Vorsicht vor ungefragt zugestellten Bewerberdossiers durch Personalvermittler

Reicht ein Personalvermittler auf ausgeschriebene Stellen ungefragt Bewerberdossiers ein, während sich der Kandidat für dieselbe Stelle direkt bewirbt, kann dies für den Arbeitgeber wegen Provisionsansprüchen zu Problemen führen.

 

Derzeit häufen sich beim Rechtsdienst des SBV Anfragen zu Bewerbungsdossiers, welche von Personalvermittlern ungefragt bei Unternehmen eingehen. Das Vorgehen ist dabei jeweils regelmässig dasselbe. Wird eine offene Stelle, bspw. für einen Polier, ausgeschrieben, erhält der Betrieb oftmals ein elektronisches Dossier mit einem potenziellen Kandidaten sowie diverse Dokumente unter dem Titel «Allgemeinde Vertragsbedingungen» zugestellt. Parallel dazu reicht der Kandidat sein Bewerbungsdossier auch direkt beim Betrieb ein.

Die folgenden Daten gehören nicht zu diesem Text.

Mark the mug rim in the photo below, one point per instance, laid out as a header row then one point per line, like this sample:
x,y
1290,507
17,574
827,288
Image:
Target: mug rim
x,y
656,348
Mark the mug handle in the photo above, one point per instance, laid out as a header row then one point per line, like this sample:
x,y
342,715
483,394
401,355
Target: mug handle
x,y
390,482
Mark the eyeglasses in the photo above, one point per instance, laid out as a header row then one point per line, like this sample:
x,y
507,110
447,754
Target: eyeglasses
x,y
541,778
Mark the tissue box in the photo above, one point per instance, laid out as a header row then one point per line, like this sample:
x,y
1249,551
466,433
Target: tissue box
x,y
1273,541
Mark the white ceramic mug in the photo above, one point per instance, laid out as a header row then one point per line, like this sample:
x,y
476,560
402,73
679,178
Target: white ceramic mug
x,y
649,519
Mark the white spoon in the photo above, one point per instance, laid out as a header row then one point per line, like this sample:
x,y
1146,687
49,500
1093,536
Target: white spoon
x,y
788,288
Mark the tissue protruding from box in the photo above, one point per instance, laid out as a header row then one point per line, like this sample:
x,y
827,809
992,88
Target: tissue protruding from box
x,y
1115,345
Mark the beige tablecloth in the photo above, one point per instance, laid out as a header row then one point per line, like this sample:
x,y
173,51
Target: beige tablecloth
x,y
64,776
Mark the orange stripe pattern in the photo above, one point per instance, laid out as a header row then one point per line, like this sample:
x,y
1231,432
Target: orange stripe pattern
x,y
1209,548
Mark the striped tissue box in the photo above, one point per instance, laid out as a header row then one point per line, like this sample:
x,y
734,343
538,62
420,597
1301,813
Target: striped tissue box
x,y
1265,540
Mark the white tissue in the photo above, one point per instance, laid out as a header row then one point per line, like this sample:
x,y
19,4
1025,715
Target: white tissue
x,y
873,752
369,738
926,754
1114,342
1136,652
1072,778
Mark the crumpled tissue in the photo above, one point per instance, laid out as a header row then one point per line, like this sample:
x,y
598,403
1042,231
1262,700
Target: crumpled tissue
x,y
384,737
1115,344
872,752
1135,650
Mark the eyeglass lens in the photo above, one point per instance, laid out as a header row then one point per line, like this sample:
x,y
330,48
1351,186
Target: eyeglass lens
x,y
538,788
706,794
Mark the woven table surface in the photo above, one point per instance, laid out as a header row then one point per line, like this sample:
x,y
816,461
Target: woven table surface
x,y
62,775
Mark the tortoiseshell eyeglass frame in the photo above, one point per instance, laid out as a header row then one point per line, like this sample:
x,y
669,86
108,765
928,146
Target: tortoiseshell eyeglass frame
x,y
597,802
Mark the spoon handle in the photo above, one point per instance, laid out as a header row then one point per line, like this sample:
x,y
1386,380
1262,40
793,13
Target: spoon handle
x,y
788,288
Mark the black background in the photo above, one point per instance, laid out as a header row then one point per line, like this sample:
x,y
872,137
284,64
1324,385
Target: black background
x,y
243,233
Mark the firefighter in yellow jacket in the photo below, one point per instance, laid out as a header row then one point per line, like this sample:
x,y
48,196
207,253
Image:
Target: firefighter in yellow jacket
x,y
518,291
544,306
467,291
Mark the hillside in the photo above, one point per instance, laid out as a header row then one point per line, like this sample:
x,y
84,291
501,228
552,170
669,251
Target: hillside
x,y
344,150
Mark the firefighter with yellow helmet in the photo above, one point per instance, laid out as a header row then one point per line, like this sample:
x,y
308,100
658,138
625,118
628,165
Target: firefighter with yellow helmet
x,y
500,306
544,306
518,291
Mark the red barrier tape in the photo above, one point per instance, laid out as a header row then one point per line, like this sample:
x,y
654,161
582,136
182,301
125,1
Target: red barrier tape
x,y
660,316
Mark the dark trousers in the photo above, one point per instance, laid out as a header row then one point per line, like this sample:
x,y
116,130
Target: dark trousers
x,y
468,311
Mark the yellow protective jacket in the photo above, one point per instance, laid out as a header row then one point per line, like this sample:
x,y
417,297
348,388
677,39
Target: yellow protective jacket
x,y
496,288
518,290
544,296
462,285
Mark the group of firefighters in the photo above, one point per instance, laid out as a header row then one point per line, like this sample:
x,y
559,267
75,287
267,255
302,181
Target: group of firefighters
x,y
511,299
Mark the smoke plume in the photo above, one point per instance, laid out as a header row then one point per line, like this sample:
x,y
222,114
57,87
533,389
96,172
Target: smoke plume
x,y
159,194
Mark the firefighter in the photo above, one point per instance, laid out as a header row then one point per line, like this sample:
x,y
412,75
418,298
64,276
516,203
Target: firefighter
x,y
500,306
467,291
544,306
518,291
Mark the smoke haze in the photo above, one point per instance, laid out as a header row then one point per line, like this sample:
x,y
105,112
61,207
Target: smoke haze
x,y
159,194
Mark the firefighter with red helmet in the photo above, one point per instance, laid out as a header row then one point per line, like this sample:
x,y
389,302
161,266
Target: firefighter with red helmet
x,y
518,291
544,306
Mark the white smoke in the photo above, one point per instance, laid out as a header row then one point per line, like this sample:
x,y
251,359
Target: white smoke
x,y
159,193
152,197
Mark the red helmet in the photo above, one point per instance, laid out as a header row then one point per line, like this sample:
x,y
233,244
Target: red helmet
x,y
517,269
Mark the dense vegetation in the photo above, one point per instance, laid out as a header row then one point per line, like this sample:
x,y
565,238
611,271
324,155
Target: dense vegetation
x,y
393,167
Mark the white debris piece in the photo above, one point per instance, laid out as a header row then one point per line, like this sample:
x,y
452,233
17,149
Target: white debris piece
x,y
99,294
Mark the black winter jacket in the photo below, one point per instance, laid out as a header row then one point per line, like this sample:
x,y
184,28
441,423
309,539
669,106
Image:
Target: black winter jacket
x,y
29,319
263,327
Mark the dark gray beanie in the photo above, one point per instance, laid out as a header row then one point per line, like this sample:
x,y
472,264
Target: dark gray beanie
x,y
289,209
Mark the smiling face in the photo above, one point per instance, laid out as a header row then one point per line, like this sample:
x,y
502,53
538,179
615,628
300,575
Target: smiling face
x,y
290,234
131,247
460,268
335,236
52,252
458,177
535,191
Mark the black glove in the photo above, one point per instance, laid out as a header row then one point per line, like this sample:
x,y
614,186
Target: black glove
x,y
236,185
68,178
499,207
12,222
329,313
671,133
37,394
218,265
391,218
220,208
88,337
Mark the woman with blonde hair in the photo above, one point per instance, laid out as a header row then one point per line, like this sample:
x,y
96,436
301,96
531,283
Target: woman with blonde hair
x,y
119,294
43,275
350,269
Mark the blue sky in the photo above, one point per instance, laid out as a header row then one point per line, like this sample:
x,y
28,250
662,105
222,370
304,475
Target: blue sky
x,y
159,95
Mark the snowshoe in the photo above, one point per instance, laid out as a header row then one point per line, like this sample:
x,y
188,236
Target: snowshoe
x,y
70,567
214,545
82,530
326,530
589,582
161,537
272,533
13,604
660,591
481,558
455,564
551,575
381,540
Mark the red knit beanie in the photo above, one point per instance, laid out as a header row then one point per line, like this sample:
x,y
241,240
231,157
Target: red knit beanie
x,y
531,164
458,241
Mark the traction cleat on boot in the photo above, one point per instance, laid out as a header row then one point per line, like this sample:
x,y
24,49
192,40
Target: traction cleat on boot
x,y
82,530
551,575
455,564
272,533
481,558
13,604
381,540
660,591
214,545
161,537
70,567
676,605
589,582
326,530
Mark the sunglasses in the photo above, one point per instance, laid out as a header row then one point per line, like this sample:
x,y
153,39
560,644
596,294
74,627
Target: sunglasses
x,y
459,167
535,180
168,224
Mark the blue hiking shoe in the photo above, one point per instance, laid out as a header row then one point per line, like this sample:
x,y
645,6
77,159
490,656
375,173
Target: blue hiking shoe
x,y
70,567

Während der Kandidat über die Direktbewerbung oftmals zu einem Gespräch eingeladen wird, wird dem Dossier des Personalvermittlers keine weitere Beachtung geschenkt. Der Personalvermittler wird sich während des Bewerbungsprozesses, wenn überhaupt, auch nur noch sporadisch melden.

Kommt es jedoch zur Anstellung des Kandidaten, meldet sich dann kurz nach Stellenantritt der Personalvermittler wieder und macht teilweise horrende Forderungen geltend. In einem besonders dreisten Fall verlangte der Personalvermittler für seine Untätigkeit knapp CHF 30'000.-. Der Personalverleiher verwies dabei auf eine E-Mail und darin enthaltene AGB. Er behauptete, mit der Anstellung des vorgeschlagenen Kandidaten sei ein sog. Vermittlungs- oder Mäklervertrag entstanden und die geforderte Provision sei geschuldet.

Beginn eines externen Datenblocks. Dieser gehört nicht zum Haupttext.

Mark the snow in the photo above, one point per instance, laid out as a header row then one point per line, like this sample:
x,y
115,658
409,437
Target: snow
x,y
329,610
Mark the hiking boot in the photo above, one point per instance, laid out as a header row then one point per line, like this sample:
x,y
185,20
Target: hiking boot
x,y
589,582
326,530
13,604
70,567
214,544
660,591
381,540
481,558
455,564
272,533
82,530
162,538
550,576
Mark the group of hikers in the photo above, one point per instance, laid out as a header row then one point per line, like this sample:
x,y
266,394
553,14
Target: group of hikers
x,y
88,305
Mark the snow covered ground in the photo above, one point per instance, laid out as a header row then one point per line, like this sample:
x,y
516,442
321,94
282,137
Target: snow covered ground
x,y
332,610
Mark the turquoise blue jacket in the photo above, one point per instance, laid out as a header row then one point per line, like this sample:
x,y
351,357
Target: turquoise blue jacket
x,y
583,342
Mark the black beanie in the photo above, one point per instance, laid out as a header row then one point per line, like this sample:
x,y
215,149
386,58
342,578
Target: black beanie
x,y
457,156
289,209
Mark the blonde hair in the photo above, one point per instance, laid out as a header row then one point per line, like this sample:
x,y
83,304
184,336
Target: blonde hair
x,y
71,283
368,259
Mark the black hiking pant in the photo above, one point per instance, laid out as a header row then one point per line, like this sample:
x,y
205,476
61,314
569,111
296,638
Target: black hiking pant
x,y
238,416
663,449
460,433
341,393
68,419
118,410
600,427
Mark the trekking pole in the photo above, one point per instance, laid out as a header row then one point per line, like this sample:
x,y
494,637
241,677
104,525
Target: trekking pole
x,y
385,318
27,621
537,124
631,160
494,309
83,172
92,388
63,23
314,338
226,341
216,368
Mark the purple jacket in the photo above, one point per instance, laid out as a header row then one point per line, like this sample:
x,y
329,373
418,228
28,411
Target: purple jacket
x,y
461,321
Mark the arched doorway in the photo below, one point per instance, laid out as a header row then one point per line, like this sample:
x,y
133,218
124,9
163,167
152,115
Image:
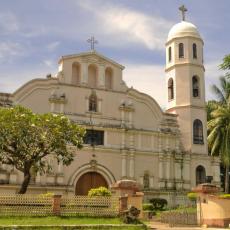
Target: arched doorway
x,y
200,175
89,180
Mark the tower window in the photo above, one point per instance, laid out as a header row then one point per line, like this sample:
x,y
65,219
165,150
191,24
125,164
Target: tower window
x,y
198,132
75,73
93,102
108,78
195,86
94,137
181,50
92,76
194,51
200,175
170,53
170,89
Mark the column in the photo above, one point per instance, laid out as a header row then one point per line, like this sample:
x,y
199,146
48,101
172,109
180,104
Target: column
x,y
131,165
62,105
161,179
52,107
86,104
105,138
38,178
101,76
159,143
60,167
84,73
123,165
186,172
130,119
122,117
99,105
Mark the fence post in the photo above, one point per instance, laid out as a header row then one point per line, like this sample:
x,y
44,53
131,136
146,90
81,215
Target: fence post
x,y
56,205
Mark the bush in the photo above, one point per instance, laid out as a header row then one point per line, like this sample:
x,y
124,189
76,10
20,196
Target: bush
x,y
148,207
158,203
225,196
192,196
101,191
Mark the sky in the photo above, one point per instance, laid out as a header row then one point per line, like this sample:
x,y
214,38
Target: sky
x,y
35,34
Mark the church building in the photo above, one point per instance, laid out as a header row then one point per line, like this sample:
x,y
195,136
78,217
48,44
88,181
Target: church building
x,y
128,136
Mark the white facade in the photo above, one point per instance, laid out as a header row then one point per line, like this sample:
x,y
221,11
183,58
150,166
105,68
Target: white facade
x,y
140,141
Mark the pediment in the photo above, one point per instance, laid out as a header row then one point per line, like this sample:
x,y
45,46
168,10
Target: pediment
x,y
92,57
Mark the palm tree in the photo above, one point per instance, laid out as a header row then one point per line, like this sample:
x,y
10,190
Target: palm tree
x,y
219,137
219,125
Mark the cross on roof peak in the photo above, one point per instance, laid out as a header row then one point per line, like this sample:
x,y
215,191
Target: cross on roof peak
x,y
183,9
92,42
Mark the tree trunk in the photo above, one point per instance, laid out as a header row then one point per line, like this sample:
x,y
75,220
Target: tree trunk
x,y
25,182
226,179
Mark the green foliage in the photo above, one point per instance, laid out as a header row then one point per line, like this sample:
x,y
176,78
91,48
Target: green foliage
x,y
192,196
158,203
225,196
27,139
226,63
101,191
148,207
45,195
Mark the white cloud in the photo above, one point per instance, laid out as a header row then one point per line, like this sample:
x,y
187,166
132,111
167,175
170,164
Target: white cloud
x,y
9,49
212,75
49,63
128,25
53,45
148,79
8,23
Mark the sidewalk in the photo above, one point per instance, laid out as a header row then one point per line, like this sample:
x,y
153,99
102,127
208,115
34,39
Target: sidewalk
x,y
162,226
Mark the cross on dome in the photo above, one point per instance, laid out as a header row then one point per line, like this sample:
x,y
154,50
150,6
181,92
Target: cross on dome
x,y
183,9
92,42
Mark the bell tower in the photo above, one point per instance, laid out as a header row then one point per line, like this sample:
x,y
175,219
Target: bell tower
x,y
186,85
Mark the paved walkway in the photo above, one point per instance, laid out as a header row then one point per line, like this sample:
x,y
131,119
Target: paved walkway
x,y
162,226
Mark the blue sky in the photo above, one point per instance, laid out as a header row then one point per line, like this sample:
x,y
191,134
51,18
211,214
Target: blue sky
x,y
34,34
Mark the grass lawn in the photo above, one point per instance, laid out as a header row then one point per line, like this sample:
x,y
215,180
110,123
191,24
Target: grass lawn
x,y
54,220
60,221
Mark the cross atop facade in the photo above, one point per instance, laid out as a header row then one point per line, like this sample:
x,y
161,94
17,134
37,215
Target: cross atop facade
x,y
92,42
183,9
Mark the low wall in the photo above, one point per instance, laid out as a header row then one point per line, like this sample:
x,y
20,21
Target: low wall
x,y
214,211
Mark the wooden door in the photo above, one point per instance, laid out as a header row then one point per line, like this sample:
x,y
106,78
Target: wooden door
x,y
89,180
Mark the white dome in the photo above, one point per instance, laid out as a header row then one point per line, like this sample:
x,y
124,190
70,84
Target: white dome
x,y
183,29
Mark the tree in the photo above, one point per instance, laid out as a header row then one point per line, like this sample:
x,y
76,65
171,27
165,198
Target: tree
x,y
27,139
219,119
219,137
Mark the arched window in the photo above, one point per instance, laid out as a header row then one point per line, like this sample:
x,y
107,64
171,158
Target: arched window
x,y
146,180
200,175
170,89
195,86
198,132
93,102
194,50
75,73
108,78
92,76
181,50
170,53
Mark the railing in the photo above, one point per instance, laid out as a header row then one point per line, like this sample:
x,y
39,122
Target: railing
x,y
37,205
89,206
25,205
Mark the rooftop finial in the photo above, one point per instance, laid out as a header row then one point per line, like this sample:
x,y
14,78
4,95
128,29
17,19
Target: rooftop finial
x,y
92,42
183,9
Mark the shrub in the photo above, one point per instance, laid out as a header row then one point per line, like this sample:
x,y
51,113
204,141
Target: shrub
x,y
101,191
158,203
192,196
148,207
225,196
46,195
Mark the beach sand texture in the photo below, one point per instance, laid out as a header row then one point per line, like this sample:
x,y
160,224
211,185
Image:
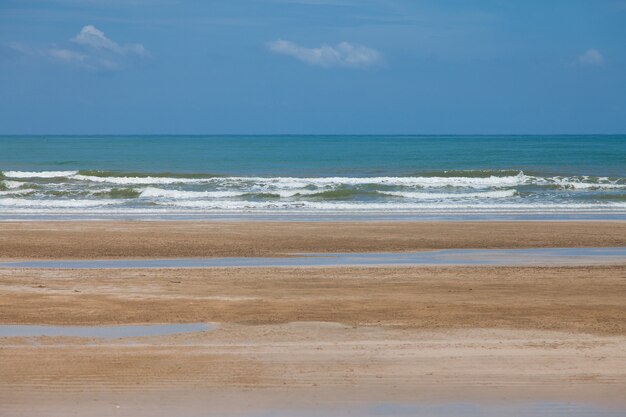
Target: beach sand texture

Dabei entsteht ein solcher Provisionsanspruch nicht automatisch durch Zustellung eines Kandidatendossiers. Der Betrieb muss allerdings nachweisen, dass der Arbeitsvertrag ohne «Mithilfe» durch die ungefragt zugestellten Bewerberdossiers zustande kam. Obwohl die Beweislage oft dünn ist, schrecken gewisse Personalvermittler jedoch nicht davor zurück, bissige E-Mails zu schreiben und sogar rechtliche Schritte einzuleiten.

 

Wie ist bei solchen Bewerbungsdossiers vorzugehen?

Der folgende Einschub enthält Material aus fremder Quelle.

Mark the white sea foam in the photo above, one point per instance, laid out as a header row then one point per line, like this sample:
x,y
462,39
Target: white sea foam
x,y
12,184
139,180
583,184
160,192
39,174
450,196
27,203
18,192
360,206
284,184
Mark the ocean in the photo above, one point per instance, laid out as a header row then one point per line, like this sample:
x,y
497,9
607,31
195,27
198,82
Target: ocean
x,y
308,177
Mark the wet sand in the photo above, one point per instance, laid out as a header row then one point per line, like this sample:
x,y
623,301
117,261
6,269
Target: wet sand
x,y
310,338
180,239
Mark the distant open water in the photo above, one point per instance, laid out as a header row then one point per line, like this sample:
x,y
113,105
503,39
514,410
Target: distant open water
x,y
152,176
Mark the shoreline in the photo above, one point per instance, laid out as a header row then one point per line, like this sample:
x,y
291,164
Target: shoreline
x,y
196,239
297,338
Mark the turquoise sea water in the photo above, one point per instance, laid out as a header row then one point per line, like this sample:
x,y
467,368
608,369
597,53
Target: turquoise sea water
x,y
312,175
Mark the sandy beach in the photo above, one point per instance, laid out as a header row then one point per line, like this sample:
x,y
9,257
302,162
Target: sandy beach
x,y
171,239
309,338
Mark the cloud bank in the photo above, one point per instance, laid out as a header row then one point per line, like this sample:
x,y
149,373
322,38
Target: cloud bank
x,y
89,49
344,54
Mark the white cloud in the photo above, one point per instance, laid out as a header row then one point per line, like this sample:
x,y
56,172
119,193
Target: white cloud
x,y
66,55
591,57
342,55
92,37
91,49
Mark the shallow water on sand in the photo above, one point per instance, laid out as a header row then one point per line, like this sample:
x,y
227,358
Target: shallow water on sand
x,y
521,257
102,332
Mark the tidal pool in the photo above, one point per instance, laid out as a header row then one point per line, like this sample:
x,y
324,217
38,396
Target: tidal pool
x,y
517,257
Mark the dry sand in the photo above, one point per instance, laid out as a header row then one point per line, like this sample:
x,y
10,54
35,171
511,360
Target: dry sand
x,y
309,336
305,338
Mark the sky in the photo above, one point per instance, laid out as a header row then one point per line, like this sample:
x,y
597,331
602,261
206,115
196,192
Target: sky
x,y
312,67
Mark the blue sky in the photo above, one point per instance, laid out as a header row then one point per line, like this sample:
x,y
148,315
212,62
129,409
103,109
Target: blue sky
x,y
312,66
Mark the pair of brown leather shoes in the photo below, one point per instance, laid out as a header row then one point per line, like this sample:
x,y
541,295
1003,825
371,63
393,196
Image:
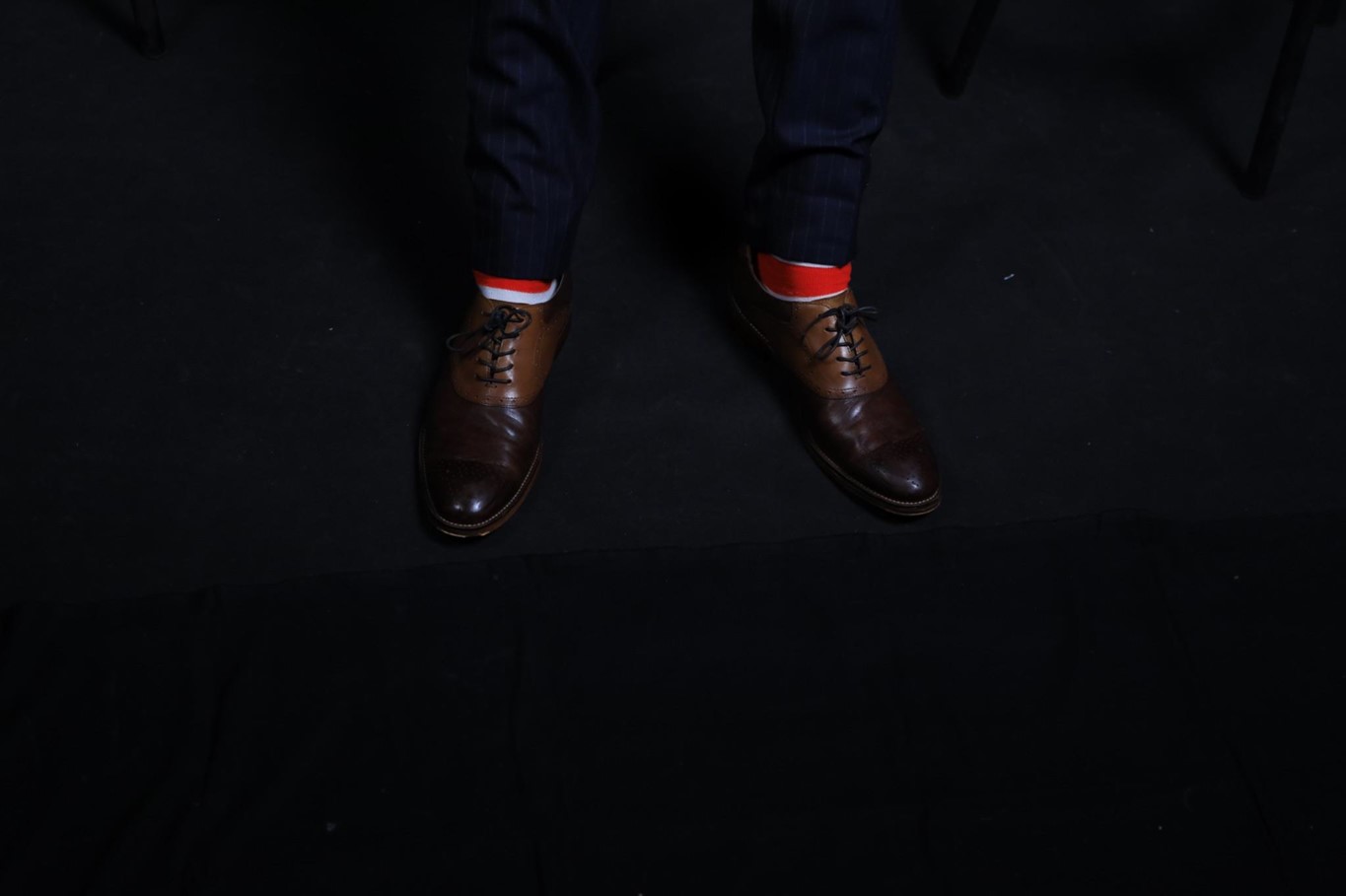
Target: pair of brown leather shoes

  • Bevor es überhaupt zu einer Dossierzustellung kommt, sollte bereits bei der Ausschreibung der zu besetzenden Stelle darauf hingewiesen werden, dass Dossiers von Personalvermittlern nicht berücksichtigt werden. Ein solcher Hinweis hat bestenfalls direkt im Stelleninserat zu erfolgen. Dabei kann bereits folgender Hinweis hilfreich sein: «Dossiers von Personalvermittlungsbüros werden nicht berücksichtigt».
  • Allerdings wird ein solcher Hinweis allein nicht genügen, um Post von Personalvermittlern zu unterbinden. Zumal damit auch nicht verhindert werden kann, dass ein Personalvermittler Dossiers einsendet und gestützt auf einen angeblichen Mäklervertrag versucht Ansprüche zu stellen.
  • Trifft auf eine ausgeschriebene Stelle ungefragt ein Bewerberdossier durch einen Personalvermittler ein, sollte man die Sendung umgehend zurücksenden resp. auf das elektronische Dossier mit einer ablehnenden Antwort reagieren und insbesondere die Nichtanerkennung etwaiger AGBs festhalten. Zugleich sollte man dem Vermittler gegenüber schriftlich klarstellen, dass man sich unerbetene Angebote und Zusendungen verbitte, und diese Kommunikation auch in der internen Ablage festhalten.
  • Im Hinblick auf einen allfälligen Streitfall ist es wichtig, auch im Nachhinein aufzeigen zu können, wie und wann der Kontakt mit dem erfolgreichen Bewerber zustande kam. Es ist daher sicherzustellen, dass die entsprechenden Kommunikationen (wie etwa E-Mails, Briefe oder Telefonnotizen) aufbewahrt und verfügbar gehalten werden.
  • Die Erfahrung im Rechtsdienst zeigt, dass es hilft, nicht sofort auf eine unbegründete Geldforderung einzutreten, um «Ruhe zu haben». Nicht selten tritt nämlich das genaue Gegenteil ein, weil der Anspruchsteller ein zahlungswilliges Opfer ausgemacht hat. Vielmehr sollte man in aller Deutlichkeit zum Ausdruck bringen, dass man die Forderung zurückweist und sich nicht unter Druck setzen lässt.
  • Auch das Androhen oder die Einleitung einer Betreibung sollte in der Regel kein Anlass sein, eine unbegründete Forderung zu bezahlen. Stört man sich am Eintrag im Betreibungsregister, gibt es durchaus rechtliche Handhabe, um sich zu wehren. Bei einem effizienten Vorgehen können die Kosten in einem vernünftigen Rahmen gehalten werden, und bei einem Gerichtsverfahren kann – im zu erwartenden Fall eines Obsiegens – eine Erstattung vom unseriösen Anspruchsteller verlangt werden.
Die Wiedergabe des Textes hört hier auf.